Kaplan got to know Hochul while serving as a North Hempstead Town Councilmember, when the lieutenant governor called to see how she could be helpful in workforce and small business development. Kaplan said Hochul treats local campaigns and races with the same intensity as national ones. And, to be sure, Hochul has had a glimpse of the national stage from several angles.

She represented New York Democrats during the national roll call vote during last month’s virtual convention. During that week she also hosted an online panel with colleagues from Illinois and Nevada, was slammed by Sean Hannity of Fox News after she tweeted that President Donald Trump should take back his pardon of Susan B. Anthony, and spoke at a Women’s Leadership Breakfast sponsored by the State Democratic Committee. She headlined New York for Biden’s September Unity Rally.

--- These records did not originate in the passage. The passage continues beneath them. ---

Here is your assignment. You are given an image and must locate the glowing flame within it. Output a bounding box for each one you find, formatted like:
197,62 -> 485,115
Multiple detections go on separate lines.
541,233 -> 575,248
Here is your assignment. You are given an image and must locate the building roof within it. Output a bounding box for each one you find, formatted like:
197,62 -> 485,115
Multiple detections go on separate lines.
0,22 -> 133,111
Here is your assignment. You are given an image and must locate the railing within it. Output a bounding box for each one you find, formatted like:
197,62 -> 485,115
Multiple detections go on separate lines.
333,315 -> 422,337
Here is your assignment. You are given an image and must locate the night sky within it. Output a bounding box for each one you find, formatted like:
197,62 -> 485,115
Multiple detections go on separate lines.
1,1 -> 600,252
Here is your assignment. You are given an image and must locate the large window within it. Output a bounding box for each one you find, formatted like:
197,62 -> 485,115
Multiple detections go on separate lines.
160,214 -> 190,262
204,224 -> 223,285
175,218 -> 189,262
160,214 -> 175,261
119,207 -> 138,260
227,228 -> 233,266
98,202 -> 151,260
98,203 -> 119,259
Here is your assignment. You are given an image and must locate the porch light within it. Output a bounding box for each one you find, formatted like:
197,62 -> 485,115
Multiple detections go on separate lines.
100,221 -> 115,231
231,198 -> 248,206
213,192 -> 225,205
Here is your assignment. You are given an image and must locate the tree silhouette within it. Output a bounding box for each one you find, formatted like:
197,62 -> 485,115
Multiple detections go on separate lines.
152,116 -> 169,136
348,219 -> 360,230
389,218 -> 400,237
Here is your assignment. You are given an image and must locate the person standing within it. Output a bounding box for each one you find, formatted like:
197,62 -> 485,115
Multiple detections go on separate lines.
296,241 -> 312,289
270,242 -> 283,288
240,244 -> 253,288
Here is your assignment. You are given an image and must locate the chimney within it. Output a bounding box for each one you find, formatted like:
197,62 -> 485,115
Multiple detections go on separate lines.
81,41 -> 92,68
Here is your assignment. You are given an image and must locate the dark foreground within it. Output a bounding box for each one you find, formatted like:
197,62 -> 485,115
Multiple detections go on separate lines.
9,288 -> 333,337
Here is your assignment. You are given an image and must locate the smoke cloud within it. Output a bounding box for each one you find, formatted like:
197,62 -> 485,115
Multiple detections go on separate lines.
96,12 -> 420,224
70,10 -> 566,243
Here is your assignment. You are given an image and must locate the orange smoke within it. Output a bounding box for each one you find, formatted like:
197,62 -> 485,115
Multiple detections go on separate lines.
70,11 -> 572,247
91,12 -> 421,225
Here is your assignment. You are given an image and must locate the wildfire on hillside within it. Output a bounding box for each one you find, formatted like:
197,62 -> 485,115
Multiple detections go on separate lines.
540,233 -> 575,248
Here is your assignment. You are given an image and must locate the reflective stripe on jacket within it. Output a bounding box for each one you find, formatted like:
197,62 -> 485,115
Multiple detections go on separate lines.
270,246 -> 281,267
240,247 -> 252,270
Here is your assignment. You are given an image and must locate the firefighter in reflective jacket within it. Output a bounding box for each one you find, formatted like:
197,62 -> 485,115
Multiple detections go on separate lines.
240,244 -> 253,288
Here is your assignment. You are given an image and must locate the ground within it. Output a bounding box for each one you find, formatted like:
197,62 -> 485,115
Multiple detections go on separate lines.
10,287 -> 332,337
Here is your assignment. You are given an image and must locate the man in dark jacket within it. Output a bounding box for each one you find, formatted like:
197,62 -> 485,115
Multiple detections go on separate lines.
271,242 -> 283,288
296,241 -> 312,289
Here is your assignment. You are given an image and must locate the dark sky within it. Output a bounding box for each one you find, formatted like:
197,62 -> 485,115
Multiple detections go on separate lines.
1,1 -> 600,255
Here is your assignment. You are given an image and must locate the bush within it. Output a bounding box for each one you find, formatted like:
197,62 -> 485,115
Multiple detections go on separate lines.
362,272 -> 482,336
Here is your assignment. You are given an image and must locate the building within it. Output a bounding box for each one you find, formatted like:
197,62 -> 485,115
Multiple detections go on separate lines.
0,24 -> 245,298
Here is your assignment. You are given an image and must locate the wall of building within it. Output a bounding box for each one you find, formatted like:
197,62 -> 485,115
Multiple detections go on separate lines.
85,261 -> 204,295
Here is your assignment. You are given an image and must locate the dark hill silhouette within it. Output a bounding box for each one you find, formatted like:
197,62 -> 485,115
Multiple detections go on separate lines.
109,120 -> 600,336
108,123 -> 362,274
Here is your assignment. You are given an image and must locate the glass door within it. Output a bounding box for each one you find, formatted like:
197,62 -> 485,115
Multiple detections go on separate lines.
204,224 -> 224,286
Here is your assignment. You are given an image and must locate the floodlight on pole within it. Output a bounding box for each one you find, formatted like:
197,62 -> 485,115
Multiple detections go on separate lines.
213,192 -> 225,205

Hochul also is serving as chair of the newly organized Democratic Lieutenant Governors Association, which has jumped from 14 to 24 members in the past two years. She spent a long evening recently on a call with Yvonne Lewis Holley, who is looking to pick up the lieutenant governor spot in North Carolina, and in July she hosted a fundraiser for Montana Lt. Gov. Mike Cooney’s gubernatorial run.

She’s trying to grow a class of seconds-in-command who aren’t treating the role as the twilight of their careers, said Roshan Patel, the group’s executive director and former finance director of the Democratic Governors Association. They are younger — Wisconsin’s Mandela Barnes is 33 and Michigan’s Garlin Gilchrist is 38 — and some are holding statewide office for the first time, he said.

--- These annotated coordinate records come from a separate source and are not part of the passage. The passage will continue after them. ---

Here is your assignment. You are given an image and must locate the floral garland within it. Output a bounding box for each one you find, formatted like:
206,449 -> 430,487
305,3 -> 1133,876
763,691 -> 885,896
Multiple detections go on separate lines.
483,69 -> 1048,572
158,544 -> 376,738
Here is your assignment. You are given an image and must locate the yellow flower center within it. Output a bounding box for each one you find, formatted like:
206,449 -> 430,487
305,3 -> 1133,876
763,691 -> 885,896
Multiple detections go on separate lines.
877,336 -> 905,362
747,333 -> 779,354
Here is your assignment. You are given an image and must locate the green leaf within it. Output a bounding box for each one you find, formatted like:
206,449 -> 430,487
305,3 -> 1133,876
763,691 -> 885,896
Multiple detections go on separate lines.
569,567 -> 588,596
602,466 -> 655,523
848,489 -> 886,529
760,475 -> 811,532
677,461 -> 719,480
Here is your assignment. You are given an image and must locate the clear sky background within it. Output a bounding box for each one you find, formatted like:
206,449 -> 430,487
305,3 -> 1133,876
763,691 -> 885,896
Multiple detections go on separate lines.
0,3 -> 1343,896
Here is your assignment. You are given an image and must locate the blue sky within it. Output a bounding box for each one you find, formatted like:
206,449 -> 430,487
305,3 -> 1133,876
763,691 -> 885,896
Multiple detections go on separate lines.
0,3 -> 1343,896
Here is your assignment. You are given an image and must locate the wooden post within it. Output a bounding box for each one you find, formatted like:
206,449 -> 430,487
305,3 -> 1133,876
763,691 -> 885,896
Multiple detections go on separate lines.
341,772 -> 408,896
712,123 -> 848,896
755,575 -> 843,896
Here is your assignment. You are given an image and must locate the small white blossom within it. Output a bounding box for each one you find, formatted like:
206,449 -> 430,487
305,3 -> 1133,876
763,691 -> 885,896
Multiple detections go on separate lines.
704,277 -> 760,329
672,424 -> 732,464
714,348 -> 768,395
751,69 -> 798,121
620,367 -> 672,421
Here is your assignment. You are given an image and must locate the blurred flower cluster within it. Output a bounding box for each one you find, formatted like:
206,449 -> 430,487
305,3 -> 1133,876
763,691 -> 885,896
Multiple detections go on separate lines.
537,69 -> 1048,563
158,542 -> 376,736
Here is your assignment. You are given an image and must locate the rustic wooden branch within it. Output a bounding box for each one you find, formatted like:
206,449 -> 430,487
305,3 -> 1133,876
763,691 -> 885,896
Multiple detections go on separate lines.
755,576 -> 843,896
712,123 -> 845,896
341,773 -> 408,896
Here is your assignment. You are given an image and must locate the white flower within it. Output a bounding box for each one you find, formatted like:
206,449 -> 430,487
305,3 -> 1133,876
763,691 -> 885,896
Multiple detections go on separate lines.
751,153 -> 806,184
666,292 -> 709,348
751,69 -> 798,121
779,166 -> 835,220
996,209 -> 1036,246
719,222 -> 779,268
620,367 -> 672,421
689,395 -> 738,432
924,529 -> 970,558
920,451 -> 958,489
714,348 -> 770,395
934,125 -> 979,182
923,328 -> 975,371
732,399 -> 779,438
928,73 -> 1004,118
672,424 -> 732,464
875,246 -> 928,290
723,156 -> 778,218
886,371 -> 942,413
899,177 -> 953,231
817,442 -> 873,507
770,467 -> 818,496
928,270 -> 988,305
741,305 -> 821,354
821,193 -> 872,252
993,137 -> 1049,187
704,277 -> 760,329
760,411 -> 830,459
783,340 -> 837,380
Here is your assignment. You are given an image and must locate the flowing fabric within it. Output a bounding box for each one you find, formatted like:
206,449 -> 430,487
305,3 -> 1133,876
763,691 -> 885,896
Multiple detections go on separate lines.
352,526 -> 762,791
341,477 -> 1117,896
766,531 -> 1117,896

Hochul has been adamant about fundraising and recruiting, but has also transformed the organization into a political network. In March, as New York was staring down the worst of the pandemic, Hochul organized biweekly calls among her Democratic counterparts in the group.

“She took what is a political organization — we care about the scoreboard and how much money we can raise — and essentially turned it into a war room for the states around the country to handle Covid,” he said.

One of the reasons the DLGA organized in 2018 was to keep up with Republican counterparts who were using the lieutenant governor position to vault into higher office — especially after the Trump administration began to take shape in 2016. The current class of lieutenant governors would anticipate a similar shift if there’s a new White House occupant in 2021. If Joe Biden were to win, he would recruit Democratic governors who have been on the front lines of the Covid response, as well as those with experience in both emergency preparedness and balancing difficult budgets, Patel predicted.

Many have pointed out that description fits New York’s governor like a glove, and remains a logical path for Cuomo, a longtime Biden ally, despite his insistence that he won’t abandon his current role.

“A Biden administration would be smart to pluck some governors from the states and take that expertise to the administration,” Patel said. “What happens with that is these lieutenant governors all of the sudden become governor, and if they haven’t been building toward that, or at least, doing the things that prepare you for other offices, they wouldn’t be prepared and that’s what Lt. Gov. Hochul and the organization has been able to do: make sure our LG’s are prepared for whatever may happen down the road.”

Hochul has always been discreet about her future plans, but she’s certainly not looking toward retirement. She can’t even imagine sitting down long enough to write a book, like some of her predecessors, she says.

“I’m going to be a Ruth Bader Ginsburg, a Louise Slaughter,” Hochul said. “I’m going to be late 80s when I say goodbye to this business and only because ‘somebody’ comes knocking.”